JAKARTA, iNewsPemalang.id - Di atas meja makan, sepiring nasi putih hangat mengepul. Harapannya, itu adalah beras premium—setiap butirnya bernilai gizi tinggi, dibeli dengan harga yang tak murah. Namun, sebuah temuan dari Kementerian Pertanian baru saja meruntuhkan harapan itu, mengungkap bahwa nasi di piring kita mungkin tak lebih dari sebuah tipuan.
Investigasi yang digelar Kementan pada bulan Juni lalu menjadi lonceng peringatan yang nyaring. Dari ratusan merek yang diuji, lebih dari 85 persen beras berlabel "premium" ternyata gagal memenuhi standar mutu. Ini bukan sekadar kesalahan label; ini adalah indikasi praktik oplosan yang masif, mencampur yang terbaik dengan yang berkualitas rendah.
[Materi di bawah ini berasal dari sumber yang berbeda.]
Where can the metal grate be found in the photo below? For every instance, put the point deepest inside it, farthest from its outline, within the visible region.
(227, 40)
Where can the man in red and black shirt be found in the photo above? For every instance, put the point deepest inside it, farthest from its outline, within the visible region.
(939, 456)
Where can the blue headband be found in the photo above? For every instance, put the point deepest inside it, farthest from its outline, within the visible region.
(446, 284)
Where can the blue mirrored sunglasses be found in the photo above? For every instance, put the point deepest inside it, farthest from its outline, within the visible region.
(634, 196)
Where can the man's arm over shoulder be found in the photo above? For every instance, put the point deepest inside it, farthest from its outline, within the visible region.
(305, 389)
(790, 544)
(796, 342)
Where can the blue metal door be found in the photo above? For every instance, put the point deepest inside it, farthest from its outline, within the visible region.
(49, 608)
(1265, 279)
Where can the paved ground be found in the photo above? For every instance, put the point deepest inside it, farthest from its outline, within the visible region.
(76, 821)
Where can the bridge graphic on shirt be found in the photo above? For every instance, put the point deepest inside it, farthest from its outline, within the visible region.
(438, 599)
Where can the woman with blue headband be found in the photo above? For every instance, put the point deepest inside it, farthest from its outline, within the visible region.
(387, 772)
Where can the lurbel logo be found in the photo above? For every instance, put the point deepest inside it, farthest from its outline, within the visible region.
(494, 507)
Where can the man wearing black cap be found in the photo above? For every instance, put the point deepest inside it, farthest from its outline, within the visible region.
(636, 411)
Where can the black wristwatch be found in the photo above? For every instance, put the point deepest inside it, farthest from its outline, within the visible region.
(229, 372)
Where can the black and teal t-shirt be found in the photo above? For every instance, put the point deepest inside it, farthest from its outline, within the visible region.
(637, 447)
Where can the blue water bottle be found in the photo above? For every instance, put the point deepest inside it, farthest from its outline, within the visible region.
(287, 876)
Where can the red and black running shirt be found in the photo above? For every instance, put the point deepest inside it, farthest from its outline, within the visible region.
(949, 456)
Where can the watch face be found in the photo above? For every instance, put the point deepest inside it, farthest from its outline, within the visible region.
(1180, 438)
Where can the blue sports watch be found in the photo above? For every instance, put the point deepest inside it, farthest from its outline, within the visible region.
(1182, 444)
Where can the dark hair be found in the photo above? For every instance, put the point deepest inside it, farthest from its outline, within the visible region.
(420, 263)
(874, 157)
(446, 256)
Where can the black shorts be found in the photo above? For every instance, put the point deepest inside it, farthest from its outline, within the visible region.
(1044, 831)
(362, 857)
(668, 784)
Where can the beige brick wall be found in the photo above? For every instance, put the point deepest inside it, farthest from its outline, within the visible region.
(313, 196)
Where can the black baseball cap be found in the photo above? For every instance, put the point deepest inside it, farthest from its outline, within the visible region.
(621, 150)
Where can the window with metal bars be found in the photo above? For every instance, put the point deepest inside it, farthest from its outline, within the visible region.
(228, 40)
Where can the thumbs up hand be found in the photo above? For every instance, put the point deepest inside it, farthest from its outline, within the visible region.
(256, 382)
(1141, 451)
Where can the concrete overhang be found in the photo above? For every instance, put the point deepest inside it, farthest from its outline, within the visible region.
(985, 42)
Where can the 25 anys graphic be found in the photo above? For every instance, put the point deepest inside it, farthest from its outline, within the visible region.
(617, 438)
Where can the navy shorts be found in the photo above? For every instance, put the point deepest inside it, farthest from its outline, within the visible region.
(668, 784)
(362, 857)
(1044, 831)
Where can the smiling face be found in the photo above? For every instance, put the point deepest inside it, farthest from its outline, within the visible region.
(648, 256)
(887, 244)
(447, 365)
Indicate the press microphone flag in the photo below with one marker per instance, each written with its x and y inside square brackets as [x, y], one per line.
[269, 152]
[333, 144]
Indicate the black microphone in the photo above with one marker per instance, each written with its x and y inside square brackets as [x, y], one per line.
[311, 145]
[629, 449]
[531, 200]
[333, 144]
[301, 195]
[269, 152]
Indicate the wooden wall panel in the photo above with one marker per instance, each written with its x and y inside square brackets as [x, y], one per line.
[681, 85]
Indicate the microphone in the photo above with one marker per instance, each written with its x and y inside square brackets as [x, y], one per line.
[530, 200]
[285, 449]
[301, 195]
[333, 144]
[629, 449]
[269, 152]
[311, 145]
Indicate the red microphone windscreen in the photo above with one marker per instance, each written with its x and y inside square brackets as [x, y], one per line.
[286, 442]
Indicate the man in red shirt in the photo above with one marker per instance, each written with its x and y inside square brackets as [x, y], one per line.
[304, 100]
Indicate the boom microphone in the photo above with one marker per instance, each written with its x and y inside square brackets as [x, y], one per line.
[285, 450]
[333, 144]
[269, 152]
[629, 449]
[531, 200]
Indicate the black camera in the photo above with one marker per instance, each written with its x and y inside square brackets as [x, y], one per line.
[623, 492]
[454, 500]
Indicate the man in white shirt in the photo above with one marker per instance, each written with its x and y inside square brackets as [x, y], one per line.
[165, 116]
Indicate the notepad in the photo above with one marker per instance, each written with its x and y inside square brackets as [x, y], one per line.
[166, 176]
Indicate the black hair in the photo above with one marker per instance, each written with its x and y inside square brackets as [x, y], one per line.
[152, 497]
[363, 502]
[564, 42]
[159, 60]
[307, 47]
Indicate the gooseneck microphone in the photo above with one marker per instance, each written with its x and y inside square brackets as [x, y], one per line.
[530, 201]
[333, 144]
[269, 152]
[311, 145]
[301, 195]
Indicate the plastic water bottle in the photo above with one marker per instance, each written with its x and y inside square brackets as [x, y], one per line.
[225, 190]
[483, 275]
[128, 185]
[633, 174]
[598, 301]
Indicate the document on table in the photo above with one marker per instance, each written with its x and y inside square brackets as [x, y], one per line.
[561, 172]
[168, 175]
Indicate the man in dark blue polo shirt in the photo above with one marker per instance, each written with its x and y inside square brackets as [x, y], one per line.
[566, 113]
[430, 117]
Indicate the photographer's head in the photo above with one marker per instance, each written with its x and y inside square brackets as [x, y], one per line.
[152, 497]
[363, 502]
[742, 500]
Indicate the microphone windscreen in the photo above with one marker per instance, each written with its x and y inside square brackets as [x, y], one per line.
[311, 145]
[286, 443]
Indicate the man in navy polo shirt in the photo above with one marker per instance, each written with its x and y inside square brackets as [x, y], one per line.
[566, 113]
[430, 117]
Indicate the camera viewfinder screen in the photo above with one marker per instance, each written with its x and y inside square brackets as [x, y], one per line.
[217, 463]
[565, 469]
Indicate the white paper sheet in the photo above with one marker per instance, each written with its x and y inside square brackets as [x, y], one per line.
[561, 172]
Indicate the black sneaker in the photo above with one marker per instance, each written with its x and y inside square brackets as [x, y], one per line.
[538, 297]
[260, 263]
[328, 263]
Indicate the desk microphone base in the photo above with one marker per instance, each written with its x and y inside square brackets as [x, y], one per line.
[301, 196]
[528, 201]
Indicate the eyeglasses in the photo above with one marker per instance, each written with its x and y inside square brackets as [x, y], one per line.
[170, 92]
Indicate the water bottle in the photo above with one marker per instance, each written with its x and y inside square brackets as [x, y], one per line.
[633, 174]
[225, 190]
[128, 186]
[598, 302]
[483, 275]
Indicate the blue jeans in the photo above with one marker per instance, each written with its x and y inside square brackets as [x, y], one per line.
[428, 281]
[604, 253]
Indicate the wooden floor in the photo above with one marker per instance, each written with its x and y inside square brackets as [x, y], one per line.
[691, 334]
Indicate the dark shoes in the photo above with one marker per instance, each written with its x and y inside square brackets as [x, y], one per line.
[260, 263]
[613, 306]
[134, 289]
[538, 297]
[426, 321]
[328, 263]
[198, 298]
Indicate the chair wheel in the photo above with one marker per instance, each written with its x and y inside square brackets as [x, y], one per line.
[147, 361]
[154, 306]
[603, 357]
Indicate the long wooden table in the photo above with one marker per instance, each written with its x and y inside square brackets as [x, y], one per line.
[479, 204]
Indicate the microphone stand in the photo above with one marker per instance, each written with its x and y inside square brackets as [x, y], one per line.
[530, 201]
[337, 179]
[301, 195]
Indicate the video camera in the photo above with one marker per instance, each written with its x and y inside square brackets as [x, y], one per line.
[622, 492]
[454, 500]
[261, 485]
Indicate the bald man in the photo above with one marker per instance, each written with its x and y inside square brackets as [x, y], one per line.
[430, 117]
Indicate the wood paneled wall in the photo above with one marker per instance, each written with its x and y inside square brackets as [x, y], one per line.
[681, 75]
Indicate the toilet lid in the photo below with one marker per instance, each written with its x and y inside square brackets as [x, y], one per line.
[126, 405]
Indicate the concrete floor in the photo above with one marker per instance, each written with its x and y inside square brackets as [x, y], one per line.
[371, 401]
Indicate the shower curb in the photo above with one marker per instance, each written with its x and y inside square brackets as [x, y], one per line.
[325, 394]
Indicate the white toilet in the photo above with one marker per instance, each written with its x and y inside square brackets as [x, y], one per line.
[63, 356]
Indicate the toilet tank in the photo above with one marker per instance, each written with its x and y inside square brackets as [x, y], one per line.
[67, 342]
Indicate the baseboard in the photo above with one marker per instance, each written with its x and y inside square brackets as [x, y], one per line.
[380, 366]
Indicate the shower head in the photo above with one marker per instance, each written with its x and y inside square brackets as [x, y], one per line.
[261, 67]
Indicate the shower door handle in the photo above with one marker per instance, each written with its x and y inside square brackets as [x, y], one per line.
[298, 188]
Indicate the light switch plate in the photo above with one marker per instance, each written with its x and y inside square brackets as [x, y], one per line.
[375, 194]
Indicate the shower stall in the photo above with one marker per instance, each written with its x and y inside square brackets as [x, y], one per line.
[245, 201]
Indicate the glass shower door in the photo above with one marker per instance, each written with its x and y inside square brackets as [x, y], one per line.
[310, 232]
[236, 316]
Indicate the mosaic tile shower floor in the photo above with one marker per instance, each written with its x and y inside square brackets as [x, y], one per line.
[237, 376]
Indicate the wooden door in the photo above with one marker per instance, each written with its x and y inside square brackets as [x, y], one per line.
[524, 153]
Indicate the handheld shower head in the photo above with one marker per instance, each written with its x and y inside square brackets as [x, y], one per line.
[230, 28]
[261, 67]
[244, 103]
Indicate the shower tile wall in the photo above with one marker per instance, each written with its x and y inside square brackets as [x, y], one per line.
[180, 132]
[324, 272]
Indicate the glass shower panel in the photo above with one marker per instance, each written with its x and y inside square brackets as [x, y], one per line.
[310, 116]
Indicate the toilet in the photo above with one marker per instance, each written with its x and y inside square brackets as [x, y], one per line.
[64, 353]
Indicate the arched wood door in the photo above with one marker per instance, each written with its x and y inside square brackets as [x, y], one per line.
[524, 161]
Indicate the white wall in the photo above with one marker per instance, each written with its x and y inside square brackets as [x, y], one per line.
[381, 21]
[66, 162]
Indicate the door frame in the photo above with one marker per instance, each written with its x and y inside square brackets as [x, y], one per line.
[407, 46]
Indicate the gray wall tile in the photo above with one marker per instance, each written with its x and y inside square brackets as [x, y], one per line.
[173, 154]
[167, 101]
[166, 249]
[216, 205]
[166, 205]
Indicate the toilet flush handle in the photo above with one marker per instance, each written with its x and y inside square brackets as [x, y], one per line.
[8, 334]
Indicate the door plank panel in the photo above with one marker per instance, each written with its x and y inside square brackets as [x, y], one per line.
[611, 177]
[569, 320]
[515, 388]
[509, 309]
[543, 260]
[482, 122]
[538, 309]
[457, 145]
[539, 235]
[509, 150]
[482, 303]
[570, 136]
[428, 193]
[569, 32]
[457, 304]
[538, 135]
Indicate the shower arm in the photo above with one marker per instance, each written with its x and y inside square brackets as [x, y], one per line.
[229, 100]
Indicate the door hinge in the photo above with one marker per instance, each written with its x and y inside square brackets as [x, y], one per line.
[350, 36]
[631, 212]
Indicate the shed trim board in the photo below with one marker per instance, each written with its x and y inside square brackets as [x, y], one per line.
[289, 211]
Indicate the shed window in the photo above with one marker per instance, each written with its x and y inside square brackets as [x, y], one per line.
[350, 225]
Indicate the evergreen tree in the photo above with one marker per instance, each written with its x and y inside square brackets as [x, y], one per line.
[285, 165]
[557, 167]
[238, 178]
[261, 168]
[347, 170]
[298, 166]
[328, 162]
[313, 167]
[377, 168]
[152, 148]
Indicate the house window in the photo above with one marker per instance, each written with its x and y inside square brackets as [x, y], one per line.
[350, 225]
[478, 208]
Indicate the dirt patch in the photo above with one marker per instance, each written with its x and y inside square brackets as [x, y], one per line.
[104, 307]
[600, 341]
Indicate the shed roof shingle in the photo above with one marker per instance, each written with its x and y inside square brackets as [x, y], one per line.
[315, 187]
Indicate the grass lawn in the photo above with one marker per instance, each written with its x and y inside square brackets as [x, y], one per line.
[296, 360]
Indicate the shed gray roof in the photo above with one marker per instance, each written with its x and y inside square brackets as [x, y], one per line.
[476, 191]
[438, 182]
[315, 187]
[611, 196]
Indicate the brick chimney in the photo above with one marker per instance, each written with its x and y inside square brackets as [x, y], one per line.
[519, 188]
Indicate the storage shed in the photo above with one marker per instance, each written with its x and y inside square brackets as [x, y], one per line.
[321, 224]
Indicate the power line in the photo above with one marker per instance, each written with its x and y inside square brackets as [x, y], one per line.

Kabar ini memicu amarah dan satu pertanyaan besar yang menggantung di benak banyak orang: jika sudah terlanjur mengonsumsinya setiap hari, adakah bahaya yang mengintai kesehatan kita?
Untuk menjawabnya, dr. Aru Ariadno, seorang spesialis penyakit dalam, memberikan penjelasan yang menenangkan sekaligus mengkhawatirkan. Kabar baiknya, kata beliau, beras oplosan ini tidak akan meracuni Anda.
"Sepanjang yang dicampur adalah beras asli, baik oplosan maupun premium, tidak memiliki efek fatal," ujarnya, meredakan ketakutan akan bahaya langsung.
Ini bukan soal racun, ini soal penipuan kualitas. Namun di sinilah kabar buruknya dimulai. Ada bahaya lain yang tak kasat mata. Bahaya pertama tersembunyi dalam daya tahannya.
"Beras premium bila dimasak bisa bertahan lama," jelas dr. Aru.
Sebaliknya, nasi dari oplosan akan lebih cepat basi, sebuah kerugian nyata bagi setiap rumah tangga yang berharap makanannya awet.
Bahaya kedua, yang lebih tak terlihat, adalah pencurian gizi. Beras premium murni kaya akan nutrisi penting seperti vitamin B1. Ketika dioplos dengan beras berkualitas lebih rendah, kandungan nutrisi itu ikut terdilusi. Anda membayar mahal untuk gizi premium, namun yang Anda dapatkan adalah gizi kelas dua.
Jadi, meski tidak mengancam nyawa secara langsung, skandal beras oplosan ini menggerogoti kita secara perlahan—menggerogoti isi dompet dan gizi di piring kita. Bahayanya bukanlah racun, melainkan kebohongan yang kita konsumsi setiap hari.